Babies are usually allowed feeds within 3-4 hours after surgery, once they are fully awake and asking for feeds. Initially water and juices are started. If there is no vomiting, gradually milk and solids are introduced. Generally, babies are on their usual diet the morning after surgery. Diaper care is taught to the parents by the doctors and the nurses. Medications (syrups) are explained well and the discharge back home happens by evening or morning after.

First follow-up visit is generally arranged within 5-7 days after surgery, for removal of dressing. After removal of dressing, an antibacterial ointment is applied 4-5 times a day and at each diaper change. Depending on the type of surgery done, a second visit is arranged at 10-14 days for removal of catheter. A further checkup is done after 3-4 weeks, 3 months and at one year.

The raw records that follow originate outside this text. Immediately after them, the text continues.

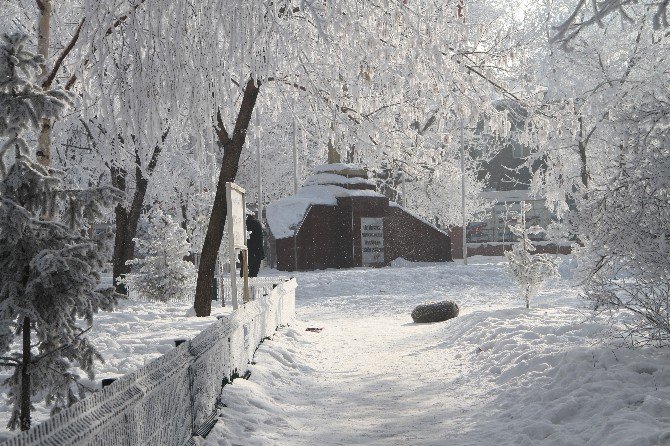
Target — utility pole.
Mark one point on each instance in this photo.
(295, 156)
(403, 189)
(258, 166)
(465, 228)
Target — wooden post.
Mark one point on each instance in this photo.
(245, 275)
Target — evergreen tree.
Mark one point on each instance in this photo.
(49, 271)
(161, 273)
(529, 270)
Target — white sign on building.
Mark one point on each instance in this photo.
(237, 238)
(372, 241)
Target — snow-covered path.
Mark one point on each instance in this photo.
(497, 374)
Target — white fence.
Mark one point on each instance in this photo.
(172, 398)
(258, 286)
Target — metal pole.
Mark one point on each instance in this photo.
(295, 156)
(465, 228)
(258, 166)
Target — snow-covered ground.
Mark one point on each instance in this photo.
(128, 338)
(497, 374)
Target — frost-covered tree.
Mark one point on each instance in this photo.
(160, 272)
(606, 151)
(49, 270)
(528, 269)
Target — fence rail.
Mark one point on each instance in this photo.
(169, 400)
(258, 287)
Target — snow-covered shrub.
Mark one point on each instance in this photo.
(160, 272)
(529, 270)
(49, 271)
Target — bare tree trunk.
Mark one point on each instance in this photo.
(24, 416)
(582, 153)
(232, 149)
(43, 40)
(128, 219)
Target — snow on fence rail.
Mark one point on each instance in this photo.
(258, 286)
(172, 398)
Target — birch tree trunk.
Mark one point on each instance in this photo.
(43, 40)
(232, 149)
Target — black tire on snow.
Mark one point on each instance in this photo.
(435, 312)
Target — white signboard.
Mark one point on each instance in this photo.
(372, 241)
(236, 215)
(237, 238)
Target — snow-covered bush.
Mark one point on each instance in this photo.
(529, 270)
(160, 272)
(49, 271)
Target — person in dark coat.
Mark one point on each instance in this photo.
(254, 245)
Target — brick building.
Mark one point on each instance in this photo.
(339, 220)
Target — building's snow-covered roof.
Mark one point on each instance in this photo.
(342, 168)
(283, 216)
(332, 178)
(508, 195)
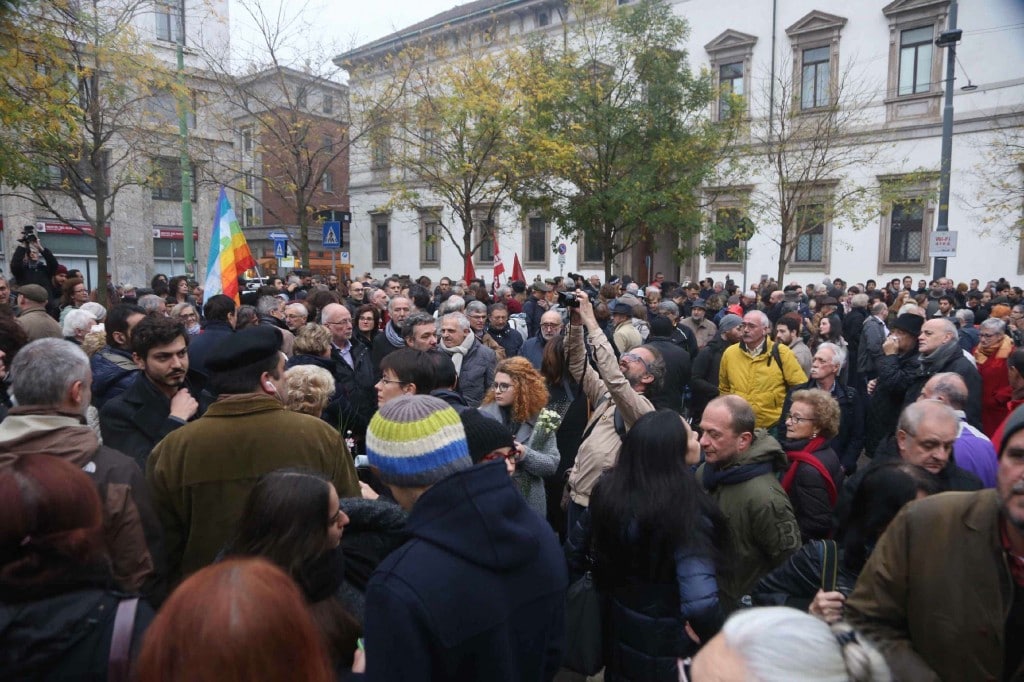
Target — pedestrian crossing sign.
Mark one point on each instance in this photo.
(332, 235)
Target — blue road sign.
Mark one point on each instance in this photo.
(332, 235)
(281, 248)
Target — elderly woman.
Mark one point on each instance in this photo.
(76, 325)
(309, 389)
(815, 475)
(515, 399)
(994, 346)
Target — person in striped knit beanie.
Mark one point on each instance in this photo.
(477, 591)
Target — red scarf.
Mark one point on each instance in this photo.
(807, 457)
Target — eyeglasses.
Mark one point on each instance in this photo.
(633, 357)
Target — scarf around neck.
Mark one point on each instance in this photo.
(460, 351)
(393, 336)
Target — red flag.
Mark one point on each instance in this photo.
(517, 273)
(499, 265)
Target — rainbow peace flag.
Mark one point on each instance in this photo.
(229, 255)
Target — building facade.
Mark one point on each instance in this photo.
(886, 49)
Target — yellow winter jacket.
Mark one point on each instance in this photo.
(760, 380)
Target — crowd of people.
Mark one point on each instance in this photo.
(400, 480)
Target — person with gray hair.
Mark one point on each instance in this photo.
(77, 324)
(973, 450)
(825, 367)
(774, 643)
(940, 351)
(760, 370)
(994, 347)
(473, 361)
(51, 383)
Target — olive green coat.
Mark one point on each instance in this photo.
(201, 474)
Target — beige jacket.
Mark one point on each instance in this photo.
(607, 390)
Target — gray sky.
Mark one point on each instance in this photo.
(335, 25)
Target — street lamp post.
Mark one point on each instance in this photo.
(948, 40)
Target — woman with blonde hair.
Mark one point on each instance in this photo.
(309, 389)
(516, 399)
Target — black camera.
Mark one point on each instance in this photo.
(568, 299)
(29, 235)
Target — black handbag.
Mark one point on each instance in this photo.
(584, 634)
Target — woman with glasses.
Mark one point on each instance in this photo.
(368, 320)
(815, 475)
(294, 518)
(187, 313)
(655, 544)
(515, 399)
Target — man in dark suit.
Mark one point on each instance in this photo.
(159, 401)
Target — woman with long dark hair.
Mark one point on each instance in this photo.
(294, 518)
(656, 543)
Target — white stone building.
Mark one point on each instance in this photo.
(889, 46)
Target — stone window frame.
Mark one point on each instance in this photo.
(816, 29)
(904, 14)
(427, 215)
(821, 193)
(726, 198)
(377, 219)
(728, 47)
(924, 188)
(525, 241)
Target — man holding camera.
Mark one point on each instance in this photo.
(34, 263)
(619, 392)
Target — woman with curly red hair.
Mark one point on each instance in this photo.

  • Pain: Most of the time the babies are slightly cranky but manageable. They feel better at home, that is why we try to send them home as soon as possible. It is also easier for the parents to manage them at home. Further an analgesic (pain-killer) syrup is prescribed to help in pain relief.
  • Spasms: Babies may have intermittent spasms due to irritation by the catheter. For this reason a small dose of bladder relaxant is usually prescribed. The dose may need to be adjusted if cramps still happen.
  • Blood spotting in the diaper/ catheter may occur in the first few days. A few drops of the blood are acceptable. In case of continuing ooze, a hospital visit may be required, but this is very infrequent.
  • Dressing issues: Dressing loosening up may occur in some babies. If it happens during first 2-3 days, then a new dressing is placed. After that, the dressing is just removed.
  • Infection may happen and is the most common cause of the failure of surgery. To prevent this, broad spectrum antibiotic syrup is usually prescribed for 7-10 days. It is vital to prevent stool smearing up the dressing in immediate post-operative period.
  • Fistula: Fistula is a small area of breakdown in the operated area, leading to sideways leakage of urine. Small, off centre fistulas may heal in due course of time, if the tip of the new urethra is not tight. Others may require repair 6-9 months later. The rate of fistula in experienced hands, in penile hypospadias is typically 5%.
  • Stenosis/ Stricture: During healing period, the new urinary tube may become tight. Mostly this happens at the tip of penis and can be easily managed by daily calibration at home with a small feeding tube. Sometimes, if the repair becomes too tight, then a second surgery may be required.

We at hypospadias foundation specialize in managing children with previously failed surgeries done elsewhere. If a part of the urethra is salvageable and the penis is straight – then local flaps with good blood supply are used for giving a predictable good result. Dr Singal & Dr Dubey have performed more than 25 such surgeries for kids with failed surgeries elsewhere. If the previous urethra is totally unusable or the penis is still bent (chordee) – an extensive 2-3 stage procedure like buccal mucosa grafting and then urethroplasty may be required. Buccal mucosa refers to the lining of the inside of cheeks or lips, which is biologically closest to urethral tissues and adapts well to use in urinary system. This procedure is often the last resort typically in children with previously failed 3-4 surgeries. With growing experience, the requirement for such procedures has become less.